Romatoid artrit (RA) kronik, progresif invazivlik ile karakterize otoimmün bir hastalıktır 0.5-1% insidansı1,2. Altta yatan patogenez, CD4+IFN-γ+ ve CD4+IL-17A+ T hücrelerinin oranında ki artış ve CD4 + IL-4+ve CD4 +CD25+FoxP3+ T hücrelerinin azalması ile kendini gösteren otoreaktif CD4+ ve CD8+ T hücrelerinin anormal çoğalmasına bağlanır. Bu nedenle, inflamatuar sitokinlerin salgıları artar, ve aşırı inflamatuar reaksiyon vücudun bağışıklık sisteminin doğal denge ve tolerans fonksiyonu yok. Ayrıca, yardımcı T lenfosit (Th) 1 eklem nüfuz hücreleri inflamatuar yanıt ve eklem hasarı ağırlaştırmak. Bu nedenle, aşırı inflamatuar yanıt ın inhibisyonu ve bağışıklık toleransı ve bağışıklık dengesinin restorasyonu RAtedavisiiçinanahtar dır3 ,4.

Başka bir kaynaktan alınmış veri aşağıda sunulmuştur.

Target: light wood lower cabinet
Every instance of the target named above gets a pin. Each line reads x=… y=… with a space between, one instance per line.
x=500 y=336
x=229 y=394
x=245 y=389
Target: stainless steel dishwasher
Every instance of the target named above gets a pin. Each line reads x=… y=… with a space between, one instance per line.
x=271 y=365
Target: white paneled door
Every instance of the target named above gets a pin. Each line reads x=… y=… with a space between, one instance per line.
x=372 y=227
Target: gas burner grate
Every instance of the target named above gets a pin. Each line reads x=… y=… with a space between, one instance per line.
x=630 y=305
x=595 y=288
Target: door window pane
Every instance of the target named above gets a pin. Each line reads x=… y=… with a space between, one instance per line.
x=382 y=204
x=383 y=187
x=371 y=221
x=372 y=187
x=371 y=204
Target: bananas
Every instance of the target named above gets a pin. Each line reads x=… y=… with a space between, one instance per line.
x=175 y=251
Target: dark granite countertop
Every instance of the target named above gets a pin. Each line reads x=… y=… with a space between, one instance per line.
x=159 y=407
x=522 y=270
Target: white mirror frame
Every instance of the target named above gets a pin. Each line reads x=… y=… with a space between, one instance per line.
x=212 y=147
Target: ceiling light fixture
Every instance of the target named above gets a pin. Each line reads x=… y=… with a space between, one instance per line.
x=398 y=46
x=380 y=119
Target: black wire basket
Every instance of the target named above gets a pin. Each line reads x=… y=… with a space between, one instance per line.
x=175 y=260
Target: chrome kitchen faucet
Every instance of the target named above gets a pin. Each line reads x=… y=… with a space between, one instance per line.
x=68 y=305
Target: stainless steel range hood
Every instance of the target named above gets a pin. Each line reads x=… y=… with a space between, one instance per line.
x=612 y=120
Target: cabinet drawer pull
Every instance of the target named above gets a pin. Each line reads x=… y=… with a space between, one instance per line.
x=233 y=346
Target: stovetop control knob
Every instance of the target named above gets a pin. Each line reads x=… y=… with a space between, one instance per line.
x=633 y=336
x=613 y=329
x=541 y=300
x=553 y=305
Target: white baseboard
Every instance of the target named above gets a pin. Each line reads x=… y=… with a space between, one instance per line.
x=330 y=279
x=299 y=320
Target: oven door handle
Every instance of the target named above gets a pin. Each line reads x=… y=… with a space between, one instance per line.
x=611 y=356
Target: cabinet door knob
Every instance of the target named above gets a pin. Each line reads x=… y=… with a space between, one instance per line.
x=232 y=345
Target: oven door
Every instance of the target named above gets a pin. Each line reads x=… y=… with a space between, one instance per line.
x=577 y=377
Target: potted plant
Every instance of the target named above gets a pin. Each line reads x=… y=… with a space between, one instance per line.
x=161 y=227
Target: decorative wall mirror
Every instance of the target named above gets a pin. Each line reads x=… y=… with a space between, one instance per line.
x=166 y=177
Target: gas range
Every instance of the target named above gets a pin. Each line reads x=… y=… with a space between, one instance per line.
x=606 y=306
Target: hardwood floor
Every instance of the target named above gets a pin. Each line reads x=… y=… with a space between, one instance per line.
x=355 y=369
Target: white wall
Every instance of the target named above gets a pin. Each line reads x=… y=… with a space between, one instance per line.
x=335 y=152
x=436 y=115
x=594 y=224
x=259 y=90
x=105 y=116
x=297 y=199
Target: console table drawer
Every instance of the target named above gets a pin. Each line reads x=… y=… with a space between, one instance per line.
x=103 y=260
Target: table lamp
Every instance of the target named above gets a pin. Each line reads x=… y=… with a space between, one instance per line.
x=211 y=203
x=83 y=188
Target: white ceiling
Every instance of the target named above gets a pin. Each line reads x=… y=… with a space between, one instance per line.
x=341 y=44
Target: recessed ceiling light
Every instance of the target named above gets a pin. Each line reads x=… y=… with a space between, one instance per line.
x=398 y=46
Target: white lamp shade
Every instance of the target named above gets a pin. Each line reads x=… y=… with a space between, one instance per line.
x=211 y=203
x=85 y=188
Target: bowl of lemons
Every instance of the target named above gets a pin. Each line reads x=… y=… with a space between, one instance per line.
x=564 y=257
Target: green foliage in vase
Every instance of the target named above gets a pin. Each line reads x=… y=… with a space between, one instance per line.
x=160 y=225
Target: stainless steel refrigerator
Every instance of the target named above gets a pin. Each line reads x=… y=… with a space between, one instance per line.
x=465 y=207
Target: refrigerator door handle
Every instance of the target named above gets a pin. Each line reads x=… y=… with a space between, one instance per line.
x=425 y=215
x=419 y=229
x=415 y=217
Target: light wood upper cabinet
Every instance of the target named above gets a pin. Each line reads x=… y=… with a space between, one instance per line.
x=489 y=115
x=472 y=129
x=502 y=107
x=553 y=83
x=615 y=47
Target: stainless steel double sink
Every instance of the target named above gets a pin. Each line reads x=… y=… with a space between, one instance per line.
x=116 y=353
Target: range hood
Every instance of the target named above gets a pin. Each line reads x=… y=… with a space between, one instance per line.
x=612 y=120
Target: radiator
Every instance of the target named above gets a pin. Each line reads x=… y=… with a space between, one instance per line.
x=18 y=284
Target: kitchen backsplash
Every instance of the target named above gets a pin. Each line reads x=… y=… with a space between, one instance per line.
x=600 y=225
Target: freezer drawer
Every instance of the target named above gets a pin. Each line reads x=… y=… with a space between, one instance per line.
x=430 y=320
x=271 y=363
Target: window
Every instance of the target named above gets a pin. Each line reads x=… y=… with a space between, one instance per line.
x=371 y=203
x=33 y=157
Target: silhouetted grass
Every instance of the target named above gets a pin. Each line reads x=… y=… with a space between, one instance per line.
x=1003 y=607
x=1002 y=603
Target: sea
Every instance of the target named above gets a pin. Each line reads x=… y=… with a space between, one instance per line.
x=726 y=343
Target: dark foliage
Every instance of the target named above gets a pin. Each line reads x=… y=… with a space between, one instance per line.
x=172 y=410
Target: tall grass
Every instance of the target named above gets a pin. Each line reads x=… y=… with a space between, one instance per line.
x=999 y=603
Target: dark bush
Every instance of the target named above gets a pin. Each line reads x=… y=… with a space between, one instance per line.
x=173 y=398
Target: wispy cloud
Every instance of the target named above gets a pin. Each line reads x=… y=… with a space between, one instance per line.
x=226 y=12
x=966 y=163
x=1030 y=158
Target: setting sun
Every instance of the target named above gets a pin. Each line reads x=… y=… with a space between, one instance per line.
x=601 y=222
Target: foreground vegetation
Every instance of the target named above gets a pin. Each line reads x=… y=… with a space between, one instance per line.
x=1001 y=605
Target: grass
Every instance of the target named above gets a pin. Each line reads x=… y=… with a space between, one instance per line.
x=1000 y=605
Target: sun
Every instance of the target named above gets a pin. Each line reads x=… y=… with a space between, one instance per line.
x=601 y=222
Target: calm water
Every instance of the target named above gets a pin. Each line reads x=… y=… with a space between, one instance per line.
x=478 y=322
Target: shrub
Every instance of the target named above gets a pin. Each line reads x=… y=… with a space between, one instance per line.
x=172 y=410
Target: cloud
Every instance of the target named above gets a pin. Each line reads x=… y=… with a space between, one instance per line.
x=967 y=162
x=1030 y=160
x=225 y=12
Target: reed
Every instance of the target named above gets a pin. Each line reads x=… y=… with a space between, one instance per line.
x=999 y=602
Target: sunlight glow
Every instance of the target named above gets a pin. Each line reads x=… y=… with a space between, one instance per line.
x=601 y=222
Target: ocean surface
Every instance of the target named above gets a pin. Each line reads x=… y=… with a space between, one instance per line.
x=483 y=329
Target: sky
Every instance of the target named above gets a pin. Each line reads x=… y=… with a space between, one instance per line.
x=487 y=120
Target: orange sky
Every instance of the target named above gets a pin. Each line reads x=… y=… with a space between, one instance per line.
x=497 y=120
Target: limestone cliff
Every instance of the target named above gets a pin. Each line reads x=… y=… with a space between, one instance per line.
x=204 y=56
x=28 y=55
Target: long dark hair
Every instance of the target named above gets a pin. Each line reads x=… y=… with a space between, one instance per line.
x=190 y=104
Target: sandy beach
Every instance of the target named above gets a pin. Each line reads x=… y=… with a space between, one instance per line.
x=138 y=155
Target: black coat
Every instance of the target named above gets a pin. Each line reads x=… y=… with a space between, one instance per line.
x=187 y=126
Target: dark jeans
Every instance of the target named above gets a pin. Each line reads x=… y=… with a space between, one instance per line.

iNKT hücreleri hem NK hücre li hem de T hücre fonksiyonlarına ve özelliklerine sahiptir. iNKT hücreleri sınırlı TCR β-zincir repertuvarları5 ile farklı, değişmez T hücre reseptörü (TCR) α-zincir barındırır ve büyük histokompatibilite kompleksi (MHC) sınıf I molekülü CD1d tarafından sunulan glikolipid antijeni tanır. Mitsuo ve ark.6 RA dahil olmak üzere birçok otoimmün hastalıkta çok sayıda iNKT hücresi ve fonksiyonel defekt saptandı. Aurore ve ark.7, iNKT hücrelerinin otoimmün toleransı korumada olumlu bir etkisi olduğunu ve iNKT hücrelerinin sayısı ve işlevi geri yüklendiğinde hastalığın hafiflediğini göstermiştir. Buna ek olarak, Miellot-Gafsou ve ark.8 iNKT hücrelerinin sadece hastalığı ortadan kılmış değil, aynı zamanda hastalığın ilerlemesini artırdığını bulundu. Bu çelişkili sonuçlar, iNKT hücrelerinin heterojen T hücreleri olduğunu ve farklı alt kümelerin işlevinin tersine çevrilebileceğini düşündürmektedir. RA bir klinik çalışmada, iNKT hücrelerinin sıklığı hastalık aktivitesi nin skoru ile ilişkili9. Sonuçlar ayrıca RA hastalarında iNKT sıklığının azaldığını, CD4+IFN-γ+ T hücre alt kümelerinin sayısının arttığını ve inflamatuar sitokinlerin IFN-γ ve TNF-α salgı düzeylerinin10,11arttığını doğruladı. Buna ek olarak, Şerif ve ark.12 tip 1 diyabet (T1D) araştırılmış ve inflamatuar sitokin IL-4 ekspresyonu upregulated iNKT hücrelerinin seçici infüzyon, bağışıklık toleransı muhafaza ve tip 1 diyabet gelişimini engelledi bulundu. Bu nedenle, spesifik iNKT hücrelerinin benimseyen infüzyonu veya iNKT hücrelerinin hedefli aktivasyonu RA hastalarında iNKT hücrelerinin düzeyini artırır, ra tedavisinde bir atılım olabilir.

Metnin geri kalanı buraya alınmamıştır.